All the algorithms, implemented in ACE are based on algorithms developed by Victor Shoup and Ronald Cramer. The full algorithms specification is written by Victor Shoup. Implementation of algorithms is done by Thomas Schweinberger and Mehdi Nassehi, its supporting and maintaining is done by Victor Shoup. Thomas Schweinberger participated in construction of ACE specification document and also wrote a user manual.

Ronald Cramer currently stays in the university of Aarhus, Denmark. He worked on the project of ACE Encrypt while his staying in ETH in Zürich, Switzerland.

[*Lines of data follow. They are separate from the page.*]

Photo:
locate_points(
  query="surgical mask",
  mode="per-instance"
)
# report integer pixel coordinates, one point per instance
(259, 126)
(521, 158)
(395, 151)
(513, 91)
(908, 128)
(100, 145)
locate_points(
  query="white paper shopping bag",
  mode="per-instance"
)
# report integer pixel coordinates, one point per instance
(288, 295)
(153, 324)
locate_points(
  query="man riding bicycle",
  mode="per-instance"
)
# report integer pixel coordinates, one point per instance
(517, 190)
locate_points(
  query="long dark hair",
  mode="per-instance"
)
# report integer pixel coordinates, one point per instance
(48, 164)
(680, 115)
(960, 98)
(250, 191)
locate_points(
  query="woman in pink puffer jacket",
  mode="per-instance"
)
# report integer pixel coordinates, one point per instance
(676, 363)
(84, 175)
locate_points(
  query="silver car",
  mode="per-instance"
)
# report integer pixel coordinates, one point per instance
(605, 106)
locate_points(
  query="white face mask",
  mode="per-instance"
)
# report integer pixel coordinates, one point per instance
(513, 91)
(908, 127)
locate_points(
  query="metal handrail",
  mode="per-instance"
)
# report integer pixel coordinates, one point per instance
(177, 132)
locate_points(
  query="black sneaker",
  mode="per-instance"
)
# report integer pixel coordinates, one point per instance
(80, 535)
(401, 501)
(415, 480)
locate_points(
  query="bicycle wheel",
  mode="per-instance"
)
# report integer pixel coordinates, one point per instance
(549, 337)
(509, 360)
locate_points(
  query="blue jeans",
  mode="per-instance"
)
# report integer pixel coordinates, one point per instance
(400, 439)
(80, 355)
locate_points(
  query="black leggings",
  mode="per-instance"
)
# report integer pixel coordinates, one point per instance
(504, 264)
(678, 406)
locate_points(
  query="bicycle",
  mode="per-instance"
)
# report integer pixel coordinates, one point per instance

Mehdi Nassehi and Thomas Schweinberger worked on ACE project in the IBM research lab in Zürich, Switzerland.
Victor Shoup works in the IBM research lab in Zürich, Switzerland.

Security

The encryption scheme in ACE can be proven secure under reasonable and natural intractability assumptions. These four assumptions are:

The Decisional Diffie-Hellman (DDH) assumption
Strong RSA assumption
SHA-1 second preimage collision resistance
MARS sum/counter mode pseudo-randomness

Basic Terminology and Notation

Here we introduce some notations, being used in this article.

Basic mathematical notation

$\mathbb {Z}$ — The set of integers.
$F_{2}[T]$ — The set of univariate polynomials with coefficients in the finite field $F_{2}$ of cardinality 2.
$A\operatorname {rem} n$ — integer $r\in \left\{0,\dots ,n-1\right\}$ such that $A\equiv r{\pmod {n}}$ for integer $n>0$ and $A\in \mathbb {Z}$ .
$A\operatorname {rem} f$ — polynomial $r\in F_{2}[T]$ with $\deg(r)<\deg(f)$ such that $A\equiv r{\pmod {f}}$ with $A,f\in F_{2}[T],f\neq 0$ .

Basic string notation

$A^{\ast }$ — The set of all strings.
$A^{n}$ — The set of all strings with length n.
For $x\in A^{\ast }L(x)$ — length of string $x$ . The string of length zero is denoted $\lambda _{A}$ .
For $x,y\in A^{\ast }$ $x\|y$ — the result of $x$ and $y$ concatenation.

Bits, Bytes, Words

$b{\overset {\text{def}}{{}={}}}\left\{0,1\right\}$ — The set of bits.
Let us take all sets of form $b,b^{n_{1}},(b^{n_{1}})^{n_{2}},...$ . For such a set A we define the "zero element":

0_{b}{\stackrel {\mathrm {def} }{=}}0\in b

;

0_{A^{n}}{\stackrel {\mathrm {def} }{=}}(0_{A},...,0_{A})\in A^{n}

for

n>0

We define $B{\stackrel {\mathrm {def} }{{}={}}}b^{8}$ as a set of bytes, and $W{\stackrel {\mathrm {def} }{{}={}}}b^{32}$ as a set of words.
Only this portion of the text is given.